Microsoft acquires Credentica’s U-prove technology

Microsoft acquires Credentica’s U-prove technology

I am thrilled to announce that Microsoft has acquired Credentica’s U-Prove™ technology, together with all of the underlying patents. Microsoft plans to integrate the technology into Windows Communication Foundation and Windows Cardspace. Check out the blogs of Kim Cameron and Microsoft’s Corporate Privacy Group for more information.

In addition, I and my stellar colleagues Greg Thompson and Christian Paquin have joined Microsoft’s Identity and Access Group. We will be working very closely with Kim Cameron and many other Microsoft experts to bring the technology to market.

I cannot begin to express how incredibly excited I am about this milestone. It marks not only the end of an entrepreneurial journey of fifteen years, but also the start of a tremendously exciting new phase that I have been working towards for a long time. To expound, from the early nineties on the technology has always enjoyed considerable interest from leading industry players, first for electronic cash purposes and later for digital identity and access control purposes. Throughout these years I ignored acquisition offers, primarily out of concern that the technology would end up in the dustbin. There were good reasons to believe this would be a likely outcome: user-centric identity was not on anyone’s business agenda, multi-party security was deemed overkill even for military applications, and privacy-by-design was merely an academic pursuit. And so I decided to enter into business arrangements with much smaller companies and investment units whose interests were strategically aligned with mine. I also ignored venture capital, in spite of strong interest from investors; the lack of a convincing business model would likely have forced shareholders down a painful path, along the lines of what happened at two of my former licensees.

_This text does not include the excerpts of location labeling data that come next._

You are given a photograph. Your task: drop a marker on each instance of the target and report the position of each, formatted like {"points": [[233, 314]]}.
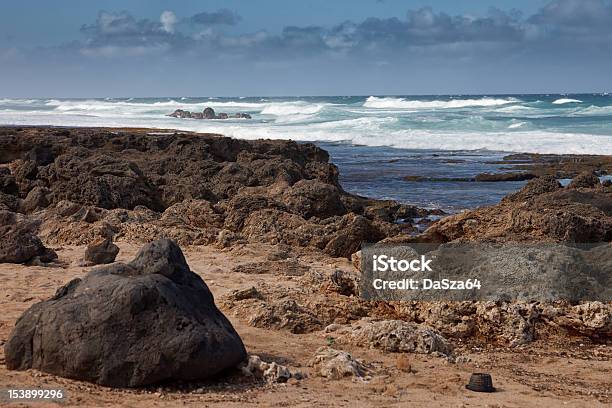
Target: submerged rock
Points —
{"points": [[208, 113], [128, 325]]}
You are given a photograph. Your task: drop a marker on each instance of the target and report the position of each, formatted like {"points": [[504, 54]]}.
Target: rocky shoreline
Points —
{"points": [[278, 209]]}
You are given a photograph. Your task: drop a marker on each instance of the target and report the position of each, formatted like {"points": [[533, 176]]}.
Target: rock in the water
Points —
{"points": [[511, 176], [208, 113], [101, 252], [128, 325], [584, 180]]}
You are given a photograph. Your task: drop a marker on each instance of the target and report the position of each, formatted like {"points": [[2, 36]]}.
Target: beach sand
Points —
{"points": [[538, 374]]}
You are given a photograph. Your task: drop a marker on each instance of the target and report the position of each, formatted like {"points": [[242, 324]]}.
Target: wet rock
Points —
{"points": [[535, 187], [313, 198], [512, 176], [101, 252], [541, 211], [7, 182], [10, 203], [336, 364], [353, 231], [208, 113], [584, 180], [128, 325]]}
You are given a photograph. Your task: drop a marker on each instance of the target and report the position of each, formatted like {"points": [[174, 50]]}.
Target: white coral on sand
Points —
{"points": [[336, 364]]}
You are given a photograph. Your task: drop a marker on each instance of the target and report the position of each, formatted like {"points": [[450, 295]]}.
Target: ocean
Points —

This time around, things are different – very different. For starters, the market needs in identity and access management have evolved to a point where technologies for multi-party security and privacy can address real pains. Secondly, there is no industry player around that I believe in as much as Microsoft with regard to its commitment to build security and privacy into IT systems and applications. Add to that Microsoft’s strong presence in many of the target markets for identity and access management, its brain trust, and the fact that Microsoft can influence both the client and server side of applications like no industry player can, and it is easy to see why this is a perfect match.

Now that this acquisition has been completed, I will be blogging much more frequently again than I have in the past year. Among others, I look forward to sharing information on this blog about Microsoft’s plans for the technology as they unfold.

In the meantime, for those who are new to this blog and wonder what the acquisition is about, I recommend that you check out the educational materials on the Credentica web site, which we have turned into an information site. A good starting point is the flash demo.